OpinionJournal - Best of the Web

Dick Durbin of Illinois, the Senate's No. 2 Democrat, is refusing to apologize for likening U.S. servicemen to Nazis, comments we noted yesterday. Instead, as the State Journal-Register of Springfield reports, Durbin issued a statement that said, "This administration should apologize to the American people for abandoning the Geneva Conventions."

In truth, it isn't the Bush administration that is abandoning the Geneva Conventions. It is the critics, such as Amnesty International, who insist that terrorists should be protected under the conventions as if they were legitimate soldiers or civilians. The purpose of the Geneva Conventions is not to protect combatants' "human rights" but to spell out the rules of war, rules that impose reciprocal obligations on both sides of a conflict.
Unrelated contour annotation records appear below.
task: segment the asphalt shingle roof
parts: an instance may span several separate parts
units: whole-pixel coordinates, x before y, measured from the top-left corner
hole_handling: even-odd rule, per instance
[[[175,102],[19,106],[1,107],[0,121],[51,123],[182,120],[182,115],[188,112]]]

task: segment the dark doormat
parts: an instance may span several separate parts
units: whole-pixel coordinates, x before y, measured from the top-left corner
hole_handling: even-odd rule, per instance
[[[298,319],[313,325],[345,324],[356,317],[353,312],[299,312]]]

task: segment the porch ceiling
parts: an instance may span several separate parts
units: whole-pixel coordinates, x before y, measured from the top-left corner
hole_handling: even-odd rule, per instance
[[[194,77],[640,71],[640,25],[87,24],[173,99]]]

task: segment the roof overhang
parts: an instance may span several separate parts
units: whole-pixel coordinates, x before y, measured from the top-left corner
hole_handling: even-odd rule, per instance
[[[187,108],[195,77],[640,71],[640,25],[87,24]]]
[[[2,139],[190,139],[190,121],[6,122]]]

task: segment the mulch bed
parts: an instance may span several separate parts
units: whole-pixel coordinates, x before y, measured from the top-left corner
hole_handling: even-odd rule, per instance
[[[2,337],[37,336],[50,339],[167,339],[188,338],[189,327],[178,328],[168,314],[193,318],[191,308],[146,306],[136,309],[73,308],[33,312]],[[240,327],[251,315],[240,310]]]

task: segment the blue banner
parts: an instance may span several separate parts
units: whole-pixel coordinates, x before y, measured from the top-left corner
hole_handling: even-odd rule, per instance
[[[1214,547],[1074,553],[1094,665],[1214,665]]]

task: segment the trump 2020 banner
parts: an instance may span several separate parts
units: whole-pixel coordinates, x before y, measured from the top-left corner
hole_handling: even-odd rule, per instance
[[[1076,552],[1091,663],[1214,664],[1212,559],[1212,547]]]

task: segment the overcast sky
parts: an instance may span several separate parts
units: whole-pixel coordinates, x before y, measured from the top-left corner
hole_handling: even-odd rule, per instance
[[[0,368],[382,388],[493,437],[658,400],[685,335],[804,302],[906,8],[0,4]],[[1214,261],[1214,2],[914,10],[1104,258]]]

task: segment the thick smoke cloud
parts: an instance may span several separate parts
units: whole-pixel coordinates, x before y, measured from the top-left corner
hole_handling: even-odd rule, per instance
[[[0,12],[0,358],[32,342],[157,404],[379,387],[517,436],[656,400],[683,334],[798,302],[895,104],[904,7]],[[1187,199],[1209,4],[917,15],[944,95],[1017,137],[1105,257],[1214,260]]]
A central reason for those rules is to protect civilians by declaring that they are not legitimate targets of military action. Combatants who pose as civilians (i.e., do not wear uniforms) or who target civilians are spies and terrorists respectively and are not entitled to protection as prisoners of war. Indeed, Durbin acknowledged in his Senate speech that "the Geneva Conventions do not give POW status to terrorists."

But he went on to insist that the conventions "protect everyone captured during wartime." He bases this on the "official commentary on the convention," which states that "nobody in enemy hands can fall outside the law." Durbin is unclear as to just what protection he thinks al Qaeda terrorists should get. And little wonder, because the implication of his comments is that terrorists are entitled to protection as civilians.

As the Amnesty International report linked above notes, the source of the commentary Durbin quoted is the International Committee on the Red Cross, and it refers to Article 4 of the Fourth Geneva Convention, which protects civilians captured during wartime. Yet the actual text of Article 4 says something quite different:

Nationals of a neutral State who find themselves in the territory of a belligerent State, and nationals of a co-belligerent State, shall not be regarded as protected persons while the State of which they are nationals has normal diplomatic representation in the State in whose hands they are.

This would exclude someone like Mohammed al-Qahtani, the Saudi national whose "torture" at the lungs of Christina Aguilera made the cover of Time this week. As a matter of international law, his fate has nothing to do with the Geneva Conventions but is a matter between Washington and Riyadh.

In any case, if Dick Durbin thinks terrorists are the moral or legal equivalent of civilians, let him say so directly. And even if this is a legitimate point of view, it doesn't excuse his smearing American soldiers as Nazi-like.